Data and Methods
We scraped written complaints addressed to the municipality and its enterprises via SikayetVar - an online platform for raising complaints to public organisations and private companies. The complaints have been classified as IGDAS (enterprise responsible for natural gas distribution and billing), IETT (enterprise responsible for public transportation, mainly buses), ISKI (enterprise responsible for water distribution and billing) or other enterprises with respect to their contents. To represent the texts that do not pertain to the municipal scope of work (with label irrelevant), we scraped tweets sent to the municipality but which do not need to be addressed by the enterprises. Before preprocessing and train-test split, we made sure that number of sentences from each class was roughly equal.

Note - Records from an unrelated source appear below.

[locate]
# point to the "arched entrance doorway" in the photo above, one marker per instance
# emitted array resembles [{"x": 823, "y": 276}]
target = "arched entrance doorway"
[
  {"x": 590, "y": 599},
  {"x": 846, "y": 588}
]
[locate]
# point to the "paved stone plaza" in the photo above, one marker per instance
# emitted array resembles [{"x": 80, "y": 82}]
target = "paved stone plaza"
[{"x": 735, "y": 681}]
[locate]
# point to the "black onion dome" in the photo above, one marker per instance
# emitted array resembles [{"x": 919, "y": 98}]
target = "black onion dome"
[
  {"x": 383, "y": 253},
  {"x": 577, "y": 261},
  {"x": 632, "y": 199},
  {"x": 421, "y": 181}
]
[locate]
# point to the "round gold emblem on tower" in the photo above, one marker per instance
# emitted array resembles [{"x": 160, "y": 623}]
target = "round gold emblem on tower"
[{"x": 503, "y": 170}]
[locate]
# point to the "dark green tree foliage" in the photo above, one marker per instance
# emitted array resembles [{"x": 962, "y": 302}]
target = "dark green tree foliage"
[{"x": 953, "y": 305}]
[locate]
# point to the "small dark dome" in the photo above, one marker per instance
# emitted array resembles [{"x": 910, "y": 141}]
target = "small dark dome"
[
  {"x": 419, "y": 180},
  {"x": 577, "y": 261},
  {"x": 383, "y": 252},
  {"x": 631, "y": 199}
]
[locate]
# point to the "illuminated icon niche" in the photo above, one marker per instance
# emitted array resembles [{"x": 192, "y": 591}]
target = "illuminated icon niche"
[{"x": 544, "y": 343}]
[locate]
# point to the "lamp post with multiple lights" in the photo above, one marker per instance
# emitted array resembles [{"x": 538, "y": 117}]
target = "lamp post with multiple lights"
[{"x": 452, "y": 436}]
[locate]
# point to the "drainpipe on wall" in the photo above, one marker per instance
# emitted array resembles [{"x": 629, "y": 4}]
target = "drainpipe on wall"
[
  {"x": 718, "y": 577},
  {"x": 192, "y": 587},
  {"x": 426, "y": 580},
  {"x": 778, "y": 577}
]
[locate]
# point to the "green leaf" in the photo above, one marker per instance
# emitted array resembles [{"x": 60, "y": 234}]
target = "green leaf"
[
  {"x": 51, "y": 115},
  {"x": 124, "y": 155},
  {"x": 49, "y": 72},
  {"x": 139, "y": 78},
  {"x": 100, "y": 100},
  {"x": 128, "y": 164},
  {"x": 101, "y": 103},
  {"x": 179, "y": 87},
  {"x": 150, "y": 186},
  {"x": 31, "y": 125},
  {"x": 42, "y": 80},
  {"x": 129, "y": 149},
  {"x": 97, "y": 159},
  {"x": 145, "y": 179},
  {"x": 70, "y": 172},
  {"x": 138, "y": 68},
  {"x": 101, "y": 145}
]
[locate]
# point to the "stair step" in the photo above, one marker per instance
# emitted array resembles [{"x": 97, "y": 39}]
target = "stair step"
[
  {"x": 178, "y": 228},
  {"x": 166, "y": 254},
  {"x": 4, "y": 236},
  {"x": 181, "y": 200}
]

Preprocessing of texts involved removal of punctuation signs and URLs, detection and indication of numbers, monetary symbols and e-mail addresses. We introduced extra steps to tweet preprocessing as the algorithms could associate Twitter usernames, RT (stands for retweet) with the irrelevant class even though these phrases are not related to the content of those tweets. We obtained the roots of all words via stemmer and converted the texts to vector format via bag-of-words approach. We also removed extremely short sentences, so that short tweets with no meaning would not be considered within the dataset.
While splitting the data, we set aside 20% of the data for the test set. Within the remaining data, 80% and 20% were allocated to train and validation sets respectively. We chose 4 algoritms to work with: Logistic Regression, Stochastic Gradient Descent, Random Forest, Multinomial Naive Bayes. Algorithms were trained on the train set and evaluated by their performance on validation sets. f1-score was the specific criteria for performance evaluation.